The plaintiffs have a judgment of $6.5 billion on behalf of the 9/11 families, and they came to us to see if we could help collect it. They interviewed a number of firms and selected us; we’re doing the case on a contingency. We, including my partners Doug Mitchell and Mike Gottlieb, have been working on a number of fronts, one of which is active right now. We have identified Iranian assets in Luxembourg and the reason we think they’re there is because the Central Bank of Iran has actually appeared to defend the action.

That’s the first appearance that anybody related to Iran has made in this case.

More typical is a case where we’re defending one of our longtime clients, Florida Power & Light Co., which is part of NextEra Energy, in a suit pending in Florida which alleges that Florida’s allowing for nuclear power plants’ cost to be recovered through approved rates is unconstitutional. It’s a class action brought by the Hagens Berman firm. We have filed motions to dismiss, which recently have been granted.

LD: What do you do in your spare time?

SS: I spend as much time as I can with our sons, Mark and Matt, who go to graduate school at Northwestern University and Indiana University. Mark and I just went and played golf in Ireland for a week. We played Lahinch, Doonbeg, Tralee, Ballybunion and Old Head, which are these great links courses in the Southwest corner of Ireland.

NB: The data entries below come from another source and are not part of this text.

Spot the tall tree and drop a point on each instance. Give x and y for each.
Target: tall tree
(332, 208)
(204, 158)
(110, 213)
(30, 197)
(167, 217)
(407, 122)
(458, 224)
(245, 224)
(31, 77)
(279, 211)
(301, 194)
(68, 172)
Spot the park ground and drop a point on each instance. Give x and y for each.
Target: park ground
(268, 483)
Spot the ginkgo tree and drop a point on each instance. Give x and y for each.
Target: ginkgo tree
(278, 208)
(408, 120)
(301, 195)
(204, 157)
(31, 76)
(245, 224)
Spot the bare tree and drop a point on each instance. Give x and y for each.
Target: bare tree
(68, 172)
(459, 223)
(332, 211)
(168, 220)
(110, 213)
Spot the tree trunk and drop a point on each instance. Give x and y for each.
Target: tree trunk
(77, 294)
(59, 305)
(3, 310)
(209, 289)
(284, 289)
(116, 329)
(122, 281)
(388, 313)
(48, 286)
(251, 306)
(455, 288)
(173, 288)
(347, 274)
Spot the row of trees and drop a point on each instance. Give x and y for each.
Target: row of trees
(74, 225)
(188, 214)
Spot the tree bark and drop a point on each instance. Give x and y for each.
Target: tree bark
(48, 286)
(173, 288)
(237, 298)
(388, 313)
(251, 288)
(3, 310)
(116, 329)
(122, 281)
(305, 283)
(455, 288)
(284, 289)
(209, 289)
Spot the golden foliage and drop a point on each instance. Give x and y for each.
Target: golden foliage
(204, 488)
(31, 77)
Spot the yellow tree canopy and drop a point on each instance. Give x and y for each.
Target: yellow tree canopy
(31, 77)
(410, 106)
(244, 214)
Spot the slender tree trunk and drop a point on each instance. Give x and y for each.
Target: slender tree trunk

We had done a similar trip before in Scotland. He only had to ask me once.

LD: And what about debate? Do you still have time to be involved in what started all this?

SS: Yes. Probably my principal philanthropic involvement is with the National Association of Urban Debate Leagues, where we start and support debate programs for urban high school students where debate has largely died out in the public schools all across the United States. In April, I will begin serving as the next board chair for NAUDL.